W1. …the fine-tuning of these theorems leads to only a modest improvement in miniF2F performance…notably lower than state-of-the-art approaches such as DeepSeekProver v1.5 and InternLM Prover v2.5, which achieve over 60% on miniF2F dataset.

While our particular experiments did not achieve the same performance as SOTA approaches like DeepSeekProver and InternLM, there are several factors that contribute to this disparity; because of this, and because of the more broadly applicable nature of our work, we believe our contributions are still significant despite these differences in absolute performance.

  • As we elaborate upon in our response to item Q3 below, our focus was not on the architecture of our final proof-search model but rather on the synthetic theorem generator itself.

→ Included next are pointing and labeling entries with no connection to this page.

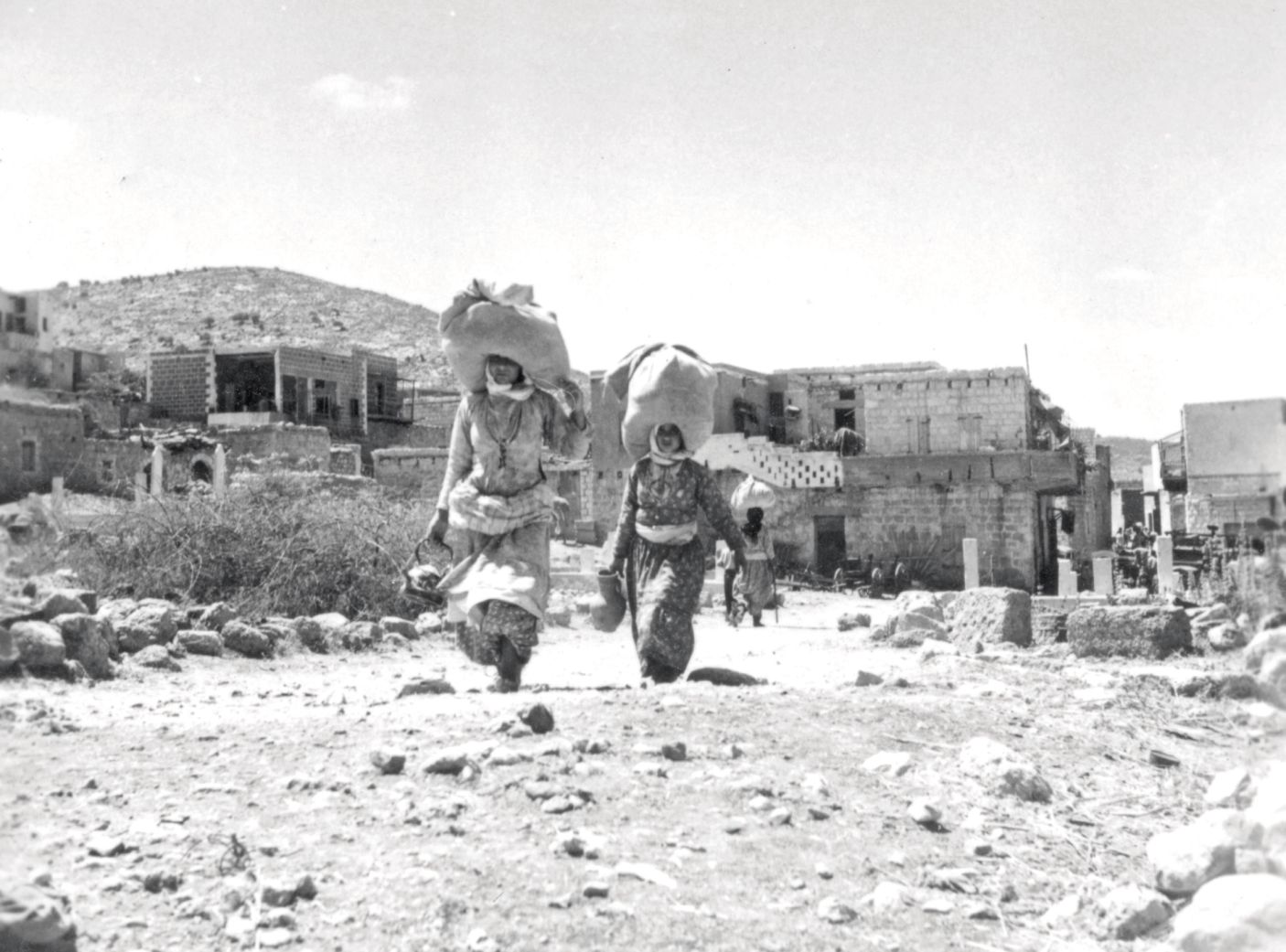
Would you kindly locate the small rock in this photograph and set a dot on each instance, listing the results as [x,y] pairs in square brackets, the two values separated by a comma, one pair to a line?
[426,686]
[833,911]
[1131,911]
[889,763]
[1234,914]
[538,717]
[387,762]
[1228,787]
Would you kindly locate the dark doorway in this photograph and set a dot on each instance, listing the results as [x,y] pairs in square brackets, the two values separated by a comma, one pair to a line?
[829,547]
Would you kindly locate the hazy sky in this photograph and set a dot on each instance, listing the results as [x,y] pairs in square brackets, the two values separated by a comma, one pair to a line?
[776,184]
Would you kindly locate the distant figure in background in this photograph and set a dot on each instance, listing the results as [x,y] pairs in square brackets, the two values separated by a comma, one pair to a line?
[496,490]
[756,585]
[724,562]
[659,552]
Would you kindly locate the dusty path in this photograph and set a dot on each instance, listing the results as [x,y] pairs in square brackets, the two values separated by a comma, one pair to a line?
[740,845]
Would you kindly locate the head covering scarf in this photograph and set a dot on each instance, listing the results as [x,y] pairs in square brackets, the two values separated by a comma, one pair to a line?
[520,390]
[667,458]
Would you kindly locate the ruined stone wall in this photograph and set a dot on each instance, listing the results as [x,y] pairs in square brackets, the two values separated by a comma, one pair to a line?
[895,411]
[341,372]
[924,525]
[181,385]
[414,470]
[278,444]
[38,442]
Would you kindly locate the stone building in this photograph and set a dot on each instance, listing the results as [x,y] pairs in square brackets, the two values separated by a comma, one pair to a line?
[359,396]
[895,462]
[1229,465]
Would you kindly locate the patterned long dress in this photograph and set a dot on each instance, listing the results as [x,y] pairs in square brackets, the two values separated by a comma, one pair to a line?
[664,578]
[497,494]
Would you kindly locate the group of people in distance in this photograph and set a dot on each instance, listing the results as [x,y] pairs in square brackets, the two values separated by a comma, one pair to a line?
[496,496]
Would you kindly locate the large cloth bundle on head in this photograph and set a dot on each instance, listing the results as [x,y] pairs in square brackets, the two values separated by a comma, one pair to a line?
[482,320]
[664,383]
[751,493]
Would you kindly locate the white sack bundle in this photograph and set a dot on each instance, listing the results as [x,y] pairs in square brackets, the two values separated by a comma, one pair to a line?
[664,383]
[509,323]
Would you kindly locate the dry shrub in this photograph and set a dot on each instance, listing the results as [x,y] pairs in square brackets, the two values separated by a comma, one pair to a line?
[276,544]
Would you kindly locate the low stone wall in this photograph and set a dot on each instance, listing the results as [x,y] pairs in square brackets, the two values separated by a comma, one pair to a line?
[1143,631]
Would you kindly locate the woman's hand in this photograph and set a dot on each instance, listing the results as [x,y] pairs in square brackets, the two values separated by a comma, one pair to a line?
[437,525]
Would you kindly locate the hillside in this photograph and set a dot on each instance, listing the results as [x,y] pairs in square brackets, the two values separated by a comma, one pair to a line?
[243,307]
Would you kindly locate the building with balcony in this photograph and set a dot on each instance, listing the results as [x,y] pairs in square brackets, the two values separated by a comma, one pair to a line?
[357,396]
[1228,465]
[896,462]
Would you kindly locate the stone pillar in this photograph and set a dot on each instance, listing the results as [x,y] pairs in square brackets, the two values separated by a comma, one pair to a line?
[157,470]
[1164,563]
[220,481]
[1066,579]
[972,578]
[1104,575]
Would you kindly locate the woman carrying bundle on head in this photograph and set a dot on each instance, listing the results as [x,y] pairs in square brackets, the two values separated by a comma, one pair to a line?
[668,401]
[494,493]
[662,557]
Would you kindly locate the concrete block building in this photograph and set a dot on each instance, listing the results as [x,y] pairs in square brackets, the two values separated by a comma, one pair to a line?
[900,461]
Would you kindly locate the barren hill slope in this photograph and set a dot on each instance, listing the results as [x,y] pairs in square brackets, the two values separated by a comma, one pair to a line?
[244,307]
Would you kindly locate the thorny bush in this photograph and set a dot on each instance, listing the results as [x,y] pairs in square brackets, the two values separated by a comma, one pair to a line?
[276,544]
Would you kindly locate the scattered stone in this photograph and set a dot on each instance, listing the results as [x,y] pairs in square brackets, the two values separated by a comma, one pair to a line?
[538,717]
[1002,771]
[387,762]
[246,639]
[724,677]
[399,626]
[1131,911]
[1228,789]
[647,872]
[197,641]
[1184,860]
[889,763]
[925,812]
[509,756]
[276,893]
[426,686]
[887,898]
[674,752]
[991,616]
[1119,631]
[149,623]
[1234,914]
[157,658]
[833,911]
[452,761]
[852,619]
[89,639]
[38,645]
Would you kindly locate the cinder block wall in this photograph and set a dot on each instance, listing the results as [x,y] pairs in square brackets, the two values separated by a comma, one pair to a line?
[181,385]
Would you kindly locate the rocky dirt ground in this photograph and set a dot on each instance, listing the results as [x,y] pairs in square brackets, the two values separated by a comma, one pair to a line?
[681,817]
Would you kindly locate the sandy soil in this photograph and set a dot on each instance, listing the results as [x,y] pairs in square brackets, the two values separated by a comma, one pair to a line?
[234,768]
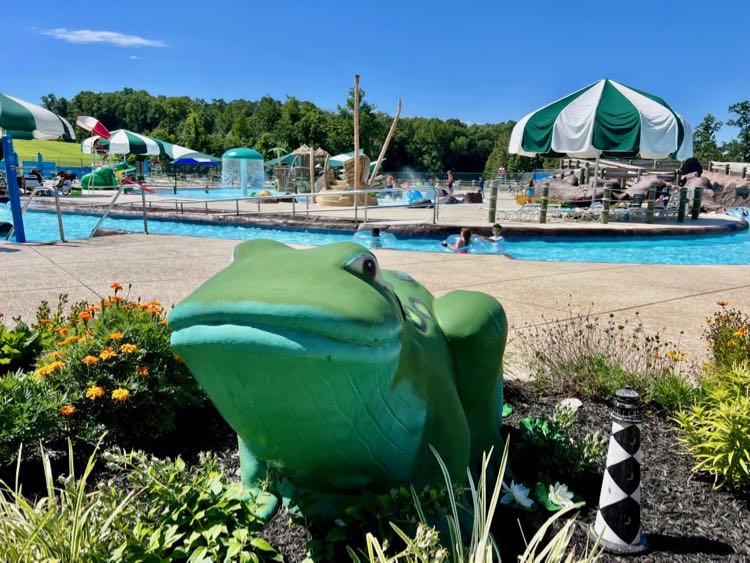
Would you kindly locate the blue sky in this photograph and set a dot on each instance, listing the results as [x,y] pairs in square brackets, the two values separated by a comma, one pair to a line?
[476,61]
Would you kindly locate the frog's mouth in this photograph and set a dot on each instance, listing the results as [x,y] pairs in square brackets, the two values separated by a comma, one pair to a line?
[291,331]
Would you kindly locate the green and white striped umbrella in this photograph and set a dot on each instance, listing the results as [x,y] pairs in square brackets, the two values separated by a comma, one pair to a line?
[123,141]
[23,120]
[605,118]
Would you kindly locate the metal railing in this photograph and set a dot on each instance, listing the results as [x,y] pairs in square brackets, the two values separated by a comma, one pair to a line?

Accordingly, we opted to build and fine-tune a proof-search approach representative of common prior work; our architecture was a parallelized version of that used by LeanDojo. Thus, it was expected that our performance would not match that of SOTA architectures like those used by DeepSeekProver and InternLM; instead, we aimed to show that synthetic data could be successfully employed to improve theorem-proving ability, which we believe the data in §5.2 evince.

  • As we note in §6, the diversity of our generator’s output could be further enhanced with expanded forward-reasoning capabilities in Mathlib. Our generator is capable of supporting a wide range of forward-reasoning strategies; currently, though, there is a relative paucity of strictly forward-reasoning tactics in Mathlib. This is not a restriction of our generator per se, but rather reflects the fact that many tactics in Mathlib operate exclusively or partially backward. However, many backward-reasoning simplification and rewriting strategies can be adapted to forward reasoning by performing the same operations at a hypothesis instead of a goal (this is how we were able to employ typically backward-reasoning tactics like rewrite and simp in a forward-reasoning manner). Therefore, if and as more forward-reasoning functionality is added to Mathlib, our generator could produce more varied theorems, equipping LLMs to reason using a wider range of tactics, while using the same architecture we have already presented.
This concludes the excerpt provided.